Friday, April 26, 2013

A Sweet Hobby

I remember the day, around 1962, when my mother came into this very living room and sat beside me on the sofa making me turn off the TV.  I was not pleased.  She had a sampler she had sewn when she was a child.  Why she would think I, her wild pre teen would care, I don't know.  I still see it - a home made counted cross stitch design that said 'Search the Scriptures'.  Of all the lame things to say, mother asked me if I would like to make a sampler too.  I think she was in the mood to share something with her daughter and that was what she came up with.  In a burst of uncharacteristic cooperation, I said I would like that.

Mother got out a piece of fine muslin from her fabric box.  Together we used a pencil to mark Xs in the shape of words.  Mine said, 'Love One Another'.  I was given a hoop and red thread and set to work.  Mother and I had a great afternoon together, laughing and sharing.

And that was the start of one of my favorite hobbies.  I loved cross stitch.  And it didn't take me long to finish a piece.  When I was thirteen my Pioneer Girl leader announced that she had started a business - glory be, a sampler company!!  And it was just up the street.  My father drove me over and I thought I would faint from the joy of it.  A warehouse full of printed cross stitch kits.  I chose two and remember that they cost about $3 each.  They were finished within two weeks.  He took me back.  And I picked the biggest, hardest one there - St. Francis of Assisi Prayer, 16x20, half inch letters.  It took a year off and on.  It hung in my parent's house until I got married and it moved to my house.  I have no idea where it is now.  Then I did an alphabet sampler with a flower for every letter.  My daughter has that one.  In my thirties, depressed, overwhelmed, my father knew just what would perk me up.  He bought me a crewel kit of a Hummel child thinking it would give me encouragement.  That was followed by three more Hummels.  In the following years I would take a piece of muslin or lawn and draw a picture or a poem and just free lance it.  I carried a 5x7 square of aida cloth with me at all times and would sooth my social anxiety by doing poems and Bible verses.  I can see myself, my busy hands on my lap, weaving the needle in and out, while trying to look like I was listening.

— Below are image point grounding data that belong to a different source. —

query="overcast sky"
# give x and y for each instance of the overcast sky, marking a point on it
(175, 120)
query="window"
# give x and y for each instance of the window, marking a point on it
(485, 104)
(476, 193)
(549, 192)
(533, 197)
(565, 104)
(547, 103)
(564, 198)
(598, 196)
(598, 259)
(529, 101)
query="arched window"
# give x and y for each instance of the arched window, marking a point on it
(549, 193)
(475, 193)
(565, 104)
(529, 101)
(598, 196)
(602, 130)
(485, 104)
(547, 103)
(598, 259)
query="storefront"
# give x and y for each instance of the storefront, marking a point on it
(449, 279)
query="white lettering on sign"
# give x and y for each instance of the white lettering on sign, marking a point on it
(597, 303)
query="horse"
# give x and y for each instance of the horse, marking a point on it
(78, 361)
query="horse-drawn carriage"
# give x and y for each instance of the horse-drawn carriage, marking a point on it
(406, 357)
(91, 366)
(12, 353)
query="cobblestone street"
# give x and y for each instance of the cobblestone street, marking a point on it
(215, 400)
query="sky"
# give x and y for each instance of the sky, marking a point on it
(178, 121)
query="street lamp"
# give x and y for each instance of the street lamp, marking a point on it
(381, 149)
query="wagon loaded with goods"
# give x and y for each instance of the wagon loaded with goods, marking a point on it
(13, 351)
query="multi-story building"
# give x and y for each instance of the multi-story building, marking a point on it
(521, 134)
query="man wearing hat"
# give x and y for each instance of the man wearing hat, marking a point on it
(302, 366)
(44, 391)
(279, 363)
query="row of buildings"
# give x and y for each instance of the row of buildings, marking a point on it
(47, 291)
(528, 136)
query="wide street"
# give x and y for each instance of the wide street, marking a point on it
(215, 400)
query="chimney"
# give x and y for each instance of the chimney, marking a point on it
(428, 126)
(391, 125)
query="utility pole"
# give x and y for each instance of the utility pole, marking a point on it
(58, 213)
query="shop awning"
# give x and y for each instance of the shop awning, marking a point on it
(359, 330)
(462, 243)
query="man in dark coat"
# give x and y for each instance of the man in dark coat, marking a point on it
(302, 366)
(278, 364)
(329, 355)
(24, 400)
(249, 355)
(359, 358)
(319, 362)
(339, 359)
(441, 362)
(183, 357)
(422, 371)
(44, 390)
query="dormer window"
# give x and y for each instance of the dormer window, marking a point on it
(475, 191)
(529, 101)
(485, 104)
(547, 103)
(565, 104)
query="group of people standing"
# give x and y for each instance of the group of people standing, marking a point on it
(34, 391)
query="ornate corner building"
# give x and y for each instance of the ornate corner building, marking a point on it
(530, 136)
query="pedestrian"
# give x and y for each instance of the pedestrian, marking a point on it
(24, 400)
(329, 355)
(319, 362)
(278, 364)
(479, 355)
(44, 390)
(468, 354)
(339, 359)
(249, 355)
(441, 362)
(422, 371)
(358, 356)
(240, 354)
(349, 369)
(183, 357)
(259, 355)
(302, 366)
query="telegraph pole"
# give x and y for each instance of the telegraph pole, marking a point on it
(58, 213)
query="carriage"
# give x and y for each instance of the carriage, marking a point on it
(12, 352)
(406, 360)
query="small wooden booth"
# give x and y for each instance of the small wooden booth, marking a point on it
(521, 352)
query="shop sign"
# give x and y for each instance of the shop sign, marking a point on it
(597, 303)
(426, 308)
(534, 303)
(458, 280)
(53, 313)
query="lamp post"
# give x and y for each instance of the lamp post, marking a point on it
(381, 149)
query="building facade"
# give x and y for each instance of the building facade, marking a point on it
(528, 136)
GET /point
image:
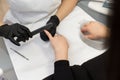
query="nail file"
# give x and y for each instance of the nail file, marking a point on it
(46, 27)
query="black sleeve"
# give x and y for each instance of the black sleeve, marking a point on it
(65, 72)
(62, 71)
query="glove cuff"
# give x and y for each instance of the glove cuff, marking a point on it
(55, 20)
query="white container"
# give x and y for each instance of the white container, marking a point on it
(97, 44)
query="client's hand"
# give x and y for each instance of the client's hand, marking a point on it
(60, 46)
(95, 30)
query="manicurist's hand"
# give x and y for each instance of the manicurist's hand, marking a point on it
(60, 46)
(95, 30)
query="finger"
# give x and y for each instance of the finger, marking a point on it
(90, 36)
(84, 29)
(48, 34)
(15, 42)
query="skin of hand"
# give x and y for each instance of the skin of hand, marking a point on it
(95, 30)
(60, 46)
(65, 8)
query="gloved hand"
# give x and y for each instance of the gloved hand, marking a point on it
(54, 20)
(15, 30)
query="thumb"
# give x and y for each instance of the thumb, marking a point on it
(48, 34)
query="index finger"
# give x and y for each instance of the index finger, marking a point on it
(48, 34)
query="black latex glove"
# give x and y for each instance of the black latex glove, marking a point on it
(53, 20)
(15, 30)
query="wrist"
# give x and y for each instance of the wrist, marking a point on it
(61, 56)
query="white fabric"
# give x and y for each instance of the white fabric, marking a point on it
(41, 54)
(29, 11)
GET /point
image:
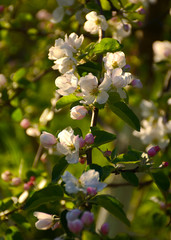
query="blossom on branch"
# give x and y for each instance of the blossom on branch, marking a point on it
(87, 179)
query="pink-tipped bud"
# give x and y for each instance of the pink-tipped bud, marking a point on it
(137, 83)
(16, 181)
(87, 218)
(75, 226)
(141, 11)
(91, 191)
(47, 139)
(81, 142)
(104, 229)
(165, 164)
(25, 123)
(89, 138)
(82, 160)
(73, 214)
(6, 176)
(153, 151)
(107, 153)
(1, 8)
(78, 112)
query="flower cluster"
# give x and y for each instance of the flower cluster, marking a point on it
(155, 128)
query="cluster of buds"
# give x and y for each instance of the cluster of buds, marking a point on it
(30, 183)
(77, 220)
(7, 177)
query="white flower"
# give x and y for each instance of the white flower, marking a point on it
(114, 60)
(78, 112)
(60, 50)
(67, 84)
(95, 22)
(58, 14)
(45, 221)
(74, 41)
(92, 92)
(162, 50)
(69, 145)
(65, 64)
(153, 132)
(87, 179)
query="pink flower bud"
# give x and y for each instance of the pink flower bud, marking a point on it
(25, 123)
(91, 191)
(137, 83)
(104, 229)
(16, 181)
(89, 138)
(165, 164)
(47, 139)
(87, 218)
(81, 142)
(82, 160)
(6, 176)
(107, 153)
(75, 226)
(153, 151)
(78, 112)
(73, 214)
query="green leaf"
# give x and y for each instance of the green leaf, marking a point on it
(50, 193)
(17, 115)
(90, 236)
(106, 45)
(161, 180)
(101, 137)
(112, 205)
(58, 169)
(131, 178)
(66, 100)
(89, 67)
(125, 113)
(19, 74)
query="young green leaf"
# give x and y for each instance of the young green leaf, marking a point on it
(101, 137)
(66, 100)
(45, 195)
(125, 113)
(112, 205)
(58, 169)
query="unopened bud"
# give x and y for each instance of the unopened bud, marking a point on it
(47, 139)
(6, 176)
(107, 153)
(16, 181)
(104, 229)
(81, 142)
(87, 218)
(73, 214)
(137, 83)
(82, 160)
(78, 112)
(153, 151)
(91, 191)
(75, 226)
(165, 164)
(89, 138)
(25, 123)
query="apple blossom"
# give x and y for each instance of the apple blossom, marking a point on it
(87, 179)
(47, 139)
(95, 22)
(114, 60)
(66, 83)
(69, 145)
(92, 92)
(78, 112)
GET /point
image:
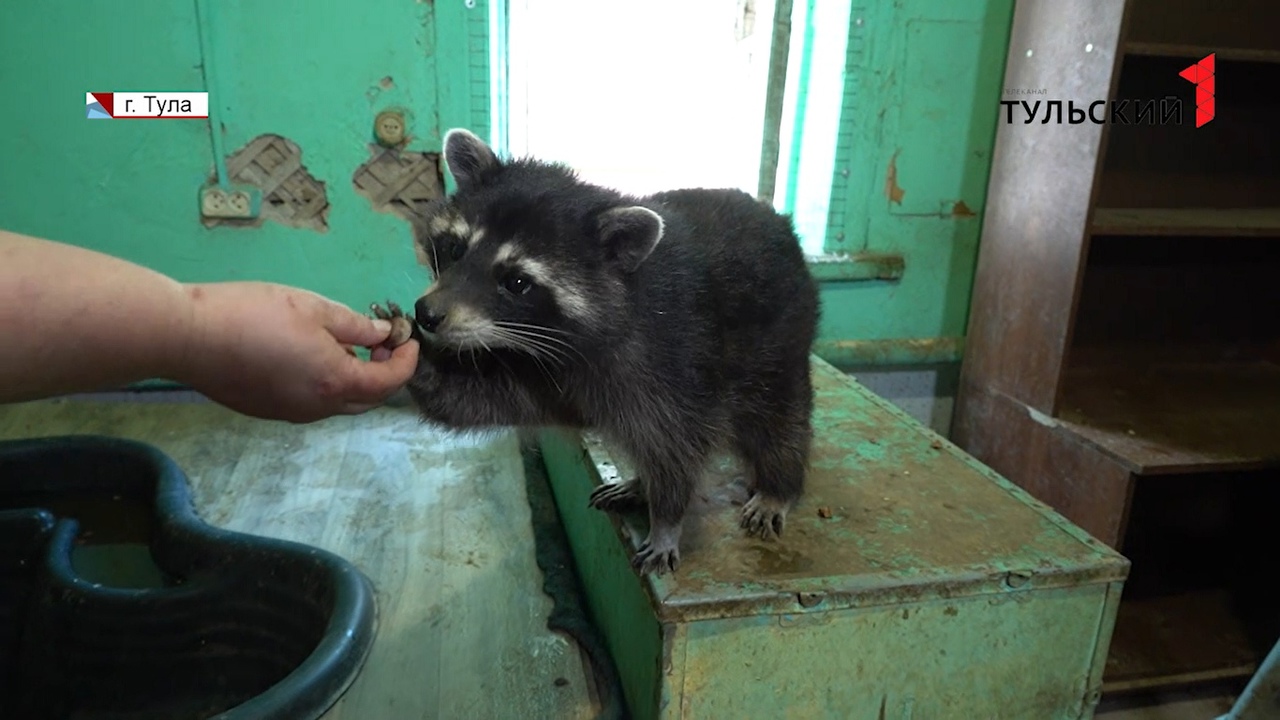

And then I stopped.  Never picked up the needle again.  I think life got too busy and overwhelming for hobbies.  When the girls were here last summer and we went through the cedar chest, they exclaimed over the many needlework pieces, almost fifty, that were stored there.  When they went home, I couldn't get embroidery out of my mind.  So I went out and bought a large length of aida cloth and looked up some counted cross stitch patterns online (something my mother didn't have).  And started to stitch.  And stitch.  And stitch.  Pictures and words and alphabets.  I have a quilt made of embroidered Bible verses, 14 samplers of all kinds.  Just started #15.  I love going to Michael's and ruminating over thread colors.  So many more than I had in 1965.  What am I going to do with them?  Nothing.  Roll them up in a tube and when I'm dead my girls will find them and say, "What the heck?"  Or maybe they'll value them as I did my mother's work.

I know that at some point, like Forrest Gump, I'm going to be done and just stop.  I only have one piece of aida left so maybe the time is coming.  How sad.  But until then, I'm having a ball.  Thanks Mom.